VI – O consumidor induzido em erro ou confusão não é o consumidor ideal, atento e entendido ou conhecedor, pois, a protecção que a lei concede é ao consumidor médio, algo apressado e distraído, mormente no caso de produtos de preço baixo e vasto consumo.
VII – Para haver concorrência desleal o importante é que exista uma oferta de bens e serviços idênticos no mesmo mercado e que tal seja susceptível de captar ou desviar clientela alheia, não sendo essencial que daí tenha resultado um efectivo desvio ou captação de clientela alheia, e nem mesmo que essa tenha sido ao intenção do agente.
(Sumário do Relator)
Decisão Texto Integral: Acordam os juízes na 1.ª secção do Tribunal da Relação de Lisboa:

I – Relatório
“A”– , S.A., com sede no Centro Empresarial de S... – …, fracção …, Estrada de , ..., L..., veio, ao abrigo do disposto no art. 39º e segs. do Código da Propriedade Industrial, interpor recurso do despacho do Director de Marcas e Patentes do I.N.P.I. que deferiu o pedido de registo da marca nacional nº ... "FONTE DE VIDA Água com Qualidade Natural" (mista).

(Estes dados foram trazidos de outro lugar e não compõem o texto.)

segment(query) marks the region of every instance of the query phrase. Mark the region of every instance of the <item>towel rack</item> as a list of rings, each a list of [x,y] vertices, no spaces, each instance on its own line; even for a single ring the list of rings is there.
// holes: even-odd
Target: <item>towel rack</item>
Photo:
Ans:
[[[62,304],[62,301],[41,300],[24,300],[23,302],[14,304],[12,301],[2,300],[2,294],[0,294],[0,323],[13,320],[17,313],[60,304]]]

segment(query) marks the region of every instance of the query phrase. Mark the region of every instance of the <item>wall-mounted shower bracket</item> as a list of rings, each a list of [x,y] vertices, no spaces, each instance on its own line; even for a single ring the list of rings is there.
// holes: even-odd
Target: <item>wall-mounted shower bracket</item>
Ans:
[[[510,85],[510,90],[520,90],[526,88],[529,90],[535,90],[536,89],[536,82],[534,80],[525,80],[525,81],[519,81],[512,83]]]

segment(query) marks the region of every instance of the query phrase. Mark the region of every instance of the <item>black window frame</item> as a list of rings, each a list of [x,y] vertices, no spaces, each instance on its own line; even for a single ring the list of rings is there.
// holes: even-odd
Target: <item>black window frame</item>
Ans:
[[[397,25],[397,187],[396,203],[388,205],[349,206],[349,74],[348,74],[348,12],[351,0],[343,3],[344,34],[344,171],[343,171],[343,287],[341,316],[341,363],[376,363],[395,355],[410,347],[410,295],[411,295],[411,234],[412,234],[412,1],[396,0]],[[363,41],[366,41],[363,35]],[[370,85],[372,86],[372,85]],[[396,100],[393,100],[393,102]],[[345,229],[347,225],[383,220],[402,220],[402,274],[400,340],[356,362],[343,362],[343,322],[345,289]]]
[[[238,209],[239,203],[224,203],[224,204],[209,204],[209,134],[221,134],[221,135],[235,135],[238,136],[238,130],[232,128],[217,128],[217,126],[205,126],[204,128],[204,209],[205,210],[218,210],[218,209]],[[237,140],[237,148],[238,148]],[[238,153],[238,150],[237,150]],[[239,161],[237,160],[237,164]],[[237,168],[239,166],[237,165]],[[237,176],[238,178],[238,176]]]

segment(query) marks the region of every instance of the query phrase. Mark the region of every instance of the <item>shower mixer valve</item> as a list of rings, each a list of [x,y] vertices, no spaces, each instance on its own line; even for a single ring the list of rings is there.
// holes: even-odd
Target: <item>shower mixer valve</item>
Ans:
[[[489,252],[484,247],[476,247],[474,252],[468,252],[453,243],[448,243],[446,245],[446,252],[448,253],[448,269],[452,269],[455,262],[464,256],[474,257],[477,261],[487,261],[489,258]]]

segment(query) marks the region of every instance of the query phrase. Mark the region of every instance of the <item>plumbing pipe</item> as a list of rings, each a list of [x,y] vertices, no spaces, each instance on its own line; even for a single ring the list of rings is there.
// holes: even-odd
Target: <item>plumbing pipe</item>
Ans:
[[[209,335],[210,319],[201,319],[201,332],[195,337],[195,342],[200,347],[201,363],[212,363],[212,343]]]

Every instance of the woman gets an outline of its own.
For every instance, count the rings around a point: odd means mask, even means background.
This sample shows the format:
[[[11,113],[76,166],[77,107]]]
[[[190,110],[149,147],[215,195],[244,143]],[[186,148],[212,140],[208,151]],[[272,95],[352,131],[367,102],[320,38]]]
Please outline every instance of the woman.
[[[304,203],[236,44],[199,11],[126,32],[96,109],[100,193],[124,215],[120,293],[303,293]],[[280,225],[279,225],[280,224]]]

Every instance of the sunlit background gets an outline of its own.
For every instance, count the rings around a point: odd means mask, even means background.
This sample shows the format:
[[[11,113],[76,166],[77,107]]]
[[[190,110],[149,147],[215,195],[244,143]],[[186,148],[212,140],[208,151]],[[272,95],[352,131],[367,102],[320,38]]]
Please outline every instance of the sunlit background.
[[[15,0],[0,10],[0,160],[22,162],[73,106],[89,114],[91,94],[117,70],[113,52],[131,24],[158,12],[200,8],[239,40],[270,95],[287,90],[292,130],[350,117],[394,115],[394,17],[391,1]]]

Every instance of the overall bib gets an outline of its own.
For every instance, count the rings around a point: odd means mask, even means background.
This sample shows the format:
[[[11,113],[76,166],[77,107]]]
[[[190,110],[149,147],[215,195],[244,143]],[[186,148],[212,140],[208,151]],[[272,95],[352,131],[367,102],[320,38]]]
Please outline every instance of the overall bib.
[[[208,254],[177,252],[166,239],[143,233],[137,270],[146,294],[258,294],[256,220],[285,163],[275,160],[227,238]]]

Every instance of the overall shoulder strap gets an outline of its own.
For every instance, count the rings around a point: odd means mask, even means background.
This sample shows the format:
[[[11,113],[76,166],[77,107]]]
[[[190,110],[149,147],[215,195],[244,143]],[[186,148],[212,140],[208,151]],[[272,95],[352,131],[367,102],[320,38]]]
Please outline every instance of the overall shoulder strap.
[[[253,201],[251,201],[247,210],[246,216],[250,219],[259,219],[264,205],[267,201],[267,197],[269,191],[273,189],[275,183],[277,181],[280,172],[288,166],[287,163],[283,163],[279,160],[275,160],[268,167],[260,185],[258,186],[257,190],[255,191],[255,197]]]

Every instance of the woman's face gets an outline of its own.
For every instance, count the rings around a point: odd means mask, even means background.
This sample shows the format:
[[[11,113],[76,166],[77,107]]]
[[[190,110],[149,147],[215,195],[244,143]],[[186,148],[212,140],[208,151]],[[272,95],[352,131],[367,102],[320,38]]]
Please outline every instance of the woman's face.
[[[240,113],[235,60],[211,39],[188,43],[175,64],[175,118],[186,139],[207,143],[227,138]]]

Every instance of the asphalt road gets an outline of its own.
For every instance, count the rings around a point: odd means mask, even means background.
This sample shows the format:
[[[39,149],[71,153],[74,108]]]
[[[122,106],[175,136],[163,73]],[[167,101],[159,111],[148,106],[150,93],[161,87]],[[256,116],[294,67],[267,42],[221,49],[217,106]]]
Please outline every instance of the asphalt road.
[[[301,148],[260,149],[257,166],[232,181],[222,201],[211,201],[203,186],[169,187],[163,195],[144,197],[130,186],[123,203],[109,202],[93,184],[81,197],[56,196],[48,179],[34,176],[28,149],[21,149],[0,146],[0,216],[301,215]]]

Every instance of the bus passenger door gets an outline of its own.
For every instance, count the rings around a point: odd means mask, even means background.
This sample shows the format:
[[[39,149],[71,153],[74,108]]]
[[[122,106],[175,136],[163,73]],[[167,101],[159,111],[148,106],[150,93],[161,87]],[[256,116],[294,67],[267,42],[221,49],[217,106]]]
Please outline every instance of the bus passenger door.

Alega ter pedido em data anterior o registo das marcas nacionais "FONTE VIVA" e "ÁGUA FONTE VIDA", destinadas a assinalar os mesmos produtos, havendo entre os sinais tal semelhança que induz o consumidor em confusão e potencia a prática de actos de concorrência desleal.
Deve, pois, o despacho recorrido ser revogado.
Cumprido o disposto no art. 43º do Código Propriedade Industrial o referido Director remeteu o processo administrativo para apensação.
Citada, a “B”, LDA., respondeu pugnando pela manutenção do despacho recorrido. Invoca, para o efeito, que: a recorrente provou ser a titular do pedido de registo das marcas que invoca; as marcas da recorrente não foram ainda concedidas e, por isso, não pode ainda o Tribunal decidir o pedido da recorrente; a marca da recorrida é mista e o elemento figurativo surge em grande destaque; as marcas não são semelhantes pelo que não é possível a confusão no consumidor nem a prática de concorrência desleal.
Foi proferida sentença a conceder provimento ao recurso e revogar o despacho recorrido que deferira o pedido de registo da marca nacional nº ... - "FONTE DE VIDA Água com Qualidade Natural" (mista), negando-se assim protecção jurídica nacional à referida marca para assinalar os serviços para os quais foi pedida.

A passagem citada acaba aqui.